I think about this as I get down on my knees, pull the manila envelope from under the jeans in the bottom drawer of my dresser, and let the articles I’ve copied slither out onto the cold marble floor. The sheets rustle and whisper. I shuffle them around, put them in an order of my own, and think some day maybe I’ll look up the other two women Karel Indrizzio kissed, just to make my collection complete.
The idea has a certain appeal, but I do realize that, like picking scabs, this little fixation is not particularly socially acceptable. I’m not even sure, exactly, why I do it any more.
It’s a sort of crutch, I suppose, and I will give it up when I’m ready. In the meantime, however, I think it best to keep the manila envelope and its contents to myself. It’s private. My harmless little secret. Perhaps the only one about me that even Pierangelo doesn’t know.
Chapter Three
PIERANGELO CALLS EARLY the next morning to say he will be on the evening express from Rome. I offer to meet him and he laughs, but he doesn’t tell me not to. This is one of the things I love about Piero, he understands tiny extravagances. A glass of wine in bed. A single flower. Meetings at train stations.
He has been in Rome for the last week because, even though he is now an editor, he still likes to do the occasional story, and the paper’s upcoming feature on Florence’s own pet cardinal, Massimo D’Erreti, is too important to be handed over to anyone else. D’Erreti is rumoured to be close to the Pope, and although St Peter’s is hardly Pierangelo’s natural stomping ground—he is at best agnostic and definitely a liberal ‘small c’ Communist—he covers the cardinal himself because he likes the challenge. D’Erreti is right-wing enough to have acquired the nickname Savonarola, and I think fair and balanced coverage requires every ounce of Pierangelo’s professionalism. As a result, it’s anyone’s guess whether he’ll come back from Rome in a fit of depression at the state of the nation, a black temper at the state of the church, or on an exhausted and slightly euphoric high, the kind runners get when they’ve just completed a marathon.

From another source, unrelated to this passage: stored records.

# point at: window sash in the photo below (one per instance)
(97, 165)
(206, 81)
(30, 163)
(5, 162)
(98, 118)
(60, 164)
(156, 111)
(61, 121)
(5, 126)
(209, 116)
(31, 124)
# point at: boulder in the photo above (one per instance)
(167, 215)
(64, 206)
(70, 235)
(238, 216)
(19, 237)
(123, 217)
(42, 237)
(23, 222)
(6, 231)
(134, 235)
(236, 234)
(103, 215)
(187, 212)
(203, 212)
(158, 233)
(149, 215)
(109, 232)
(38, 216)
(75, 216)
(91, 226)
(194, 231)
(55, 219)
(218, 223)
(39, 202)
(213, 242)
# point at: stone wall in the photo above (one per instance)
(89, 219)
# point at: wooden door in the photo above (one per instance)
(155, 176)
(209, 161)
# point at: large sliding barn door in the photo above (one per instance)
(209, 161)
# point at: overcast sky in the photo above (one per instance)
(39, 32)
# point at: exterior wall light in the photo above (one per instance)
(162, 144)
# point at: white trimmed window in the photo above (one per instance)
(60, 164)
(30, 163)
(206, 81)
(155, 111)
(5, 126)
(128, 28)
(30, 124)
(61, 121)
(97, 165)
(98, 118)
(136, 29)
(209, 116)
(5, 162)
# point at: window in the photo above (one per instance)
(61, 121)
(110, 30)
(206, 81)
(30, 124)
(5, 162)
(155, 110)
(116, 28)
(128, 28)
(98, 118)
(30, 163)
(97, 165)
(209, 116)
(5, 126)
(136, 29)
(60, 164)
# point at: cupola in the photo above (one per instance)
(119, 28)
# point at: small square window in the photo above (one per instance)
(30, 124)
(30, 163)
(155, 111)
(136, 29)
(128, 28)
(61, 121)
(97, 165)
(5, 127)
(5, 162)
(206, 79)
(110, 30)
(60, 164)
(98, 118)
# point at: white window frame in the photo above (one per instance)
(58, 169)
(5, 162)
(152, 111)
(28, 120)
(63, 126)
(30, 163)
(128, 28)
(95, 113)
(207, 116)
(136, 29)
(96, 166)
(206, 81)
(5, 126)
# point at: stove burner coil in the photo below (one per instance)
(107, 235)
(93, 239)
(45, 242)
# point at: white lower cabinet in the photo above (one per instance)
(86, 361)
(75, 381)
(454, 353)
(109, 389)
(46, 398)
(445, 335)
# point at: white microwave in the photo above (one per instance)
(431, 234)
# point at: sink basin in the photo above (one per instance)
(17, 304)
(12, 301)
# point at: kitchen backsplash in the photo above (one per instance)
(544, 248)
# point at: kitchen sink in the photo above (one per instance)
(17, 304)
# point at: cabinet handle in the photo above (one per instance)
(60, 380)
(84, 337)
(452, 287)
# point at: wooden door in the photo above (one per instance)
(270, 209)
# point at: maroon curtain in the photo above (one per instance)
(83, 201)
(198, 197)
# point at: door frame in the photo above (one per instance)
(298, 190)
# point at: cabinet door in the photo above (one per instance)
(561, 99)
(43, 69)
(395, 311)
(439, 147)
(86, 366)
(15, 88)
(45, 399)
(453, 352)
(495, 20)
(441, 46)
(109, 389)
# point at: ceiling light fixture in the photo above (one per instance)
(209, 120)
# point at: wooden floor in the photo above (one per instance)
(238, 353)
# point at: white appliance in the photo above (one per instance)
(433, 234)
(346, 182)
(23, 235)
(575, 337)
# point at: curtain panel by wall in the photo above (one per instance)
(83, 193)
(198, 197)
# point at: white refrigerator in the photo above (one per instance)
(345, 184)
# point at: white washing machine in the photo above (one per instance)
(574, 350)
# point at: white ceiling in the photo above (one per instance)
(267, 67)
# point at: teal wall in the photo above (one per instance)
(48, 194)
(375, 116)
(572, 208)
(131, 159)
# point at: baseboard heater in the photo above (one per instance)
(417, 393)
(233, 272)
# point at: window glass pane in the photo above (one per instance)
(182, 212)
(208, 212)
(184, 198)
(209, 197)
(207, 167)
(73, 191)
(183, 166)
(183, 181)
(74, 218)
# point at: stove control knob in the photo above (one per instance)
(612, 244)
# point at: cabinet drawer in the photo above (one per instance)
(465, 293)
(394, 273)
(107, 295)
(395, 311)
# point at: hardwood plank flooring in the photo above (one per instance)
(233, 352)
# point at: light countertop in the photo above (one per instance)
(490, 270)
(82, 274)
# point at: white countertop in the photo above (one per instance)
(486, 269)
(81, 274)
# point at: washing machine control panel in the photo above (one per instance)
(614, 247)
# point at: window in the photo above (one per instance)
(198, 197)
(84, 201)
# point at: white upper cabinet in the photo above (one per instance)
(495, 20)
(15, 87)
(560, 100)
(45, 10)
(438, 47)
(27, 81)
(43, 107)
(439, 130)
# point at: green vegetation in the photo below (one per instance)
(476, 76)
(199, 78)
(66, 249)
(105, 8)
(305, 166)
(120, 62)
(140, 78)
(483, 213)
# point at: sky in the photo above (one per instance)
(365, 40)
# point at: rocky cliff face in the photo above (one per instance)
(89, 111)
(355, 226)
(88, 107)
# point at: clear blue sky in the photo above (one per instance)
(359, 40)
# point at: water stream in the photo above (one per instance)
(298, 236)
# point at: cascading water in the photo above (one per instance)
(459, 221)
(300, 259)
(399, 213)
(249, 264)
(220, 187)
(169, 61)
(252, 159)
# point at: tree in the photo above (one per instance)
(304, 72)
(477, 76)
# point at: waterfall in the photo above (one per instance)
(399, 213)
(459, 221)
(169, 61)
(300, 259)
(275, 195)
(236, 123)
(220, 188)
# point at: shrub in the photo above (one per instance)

The six o’clock bells are ringing as I come into the station. People swirl around me, and finally I spot Piero halfway down the platform. He pauses to let a young woman pushing a baby stroller pass. To everyone else he’s just one more tired businessman getting off the express from Rome, dark hair tousled, coat thrown over his shoulders, briefcase gripped in one hand and suit bag in the other. But not to me. To me he’s the only person in this crowd. Which is precisely why I love meeting him in stations, or airports, or as he walks across a piazza or down a sidewalk; because in those few unconscious seconds, I own him entirely and don’t have to share him with anyone, even himself.
On the way back to his apartment, we shop. Veal, vitello, already pounded wafer thin. Fresh asparagus. Tiny artichokes so young their outer leaves are soft and devoid of prickles so you eat them whole. A bottle of Brunello. But for all that, dinner has to wait. A week is a lifetime, and the dips and contours of another human body might somehow be forgotten. In time perhaps this desire to consume each other will wear down like a tired clock, but not now and lying on the faintly rough linen of his sheets I let Pierangelo read my scars. He walks his fingers across the angry red lines and pale risen welts. Sometimes he bends down to kiss one of the ridges, as if it’s a landmark on a map he loves.
With the exception of doctors and nurses, whom I could not avoid, no one else has ever been permitted to even see the secret calligraphy embossed on my skin, much less touch it. Most of the time I wear turtlenecks, and when I don’t, I keep collars buttoned. Sometimes I wind scarves over and over around my neck. And on the very rare occasions when I slip up, or when I’m forced into a position where someone gets a glimpse, I mumble about an accident. I give the distinct impression of twisted metal and shattered glass.
‘You changed your hair.’ We are finally getting out of bed, driven by hunger of the more banal kind, and I watch in the bedroom mirror as he runs his hands through my tiger stripes. They’re bronze and copper, with one deep pink streak on the left side. Our eyes meet in the glass, mine an intermediate hazel, his the peculiar pale bluish-green one sees occasionally in this part of Italy, bits of luminous glass set in the severe, almost hawk-like cast of his features. ‘It looks great,’ he says. ‘I love it, Mrs Warren.’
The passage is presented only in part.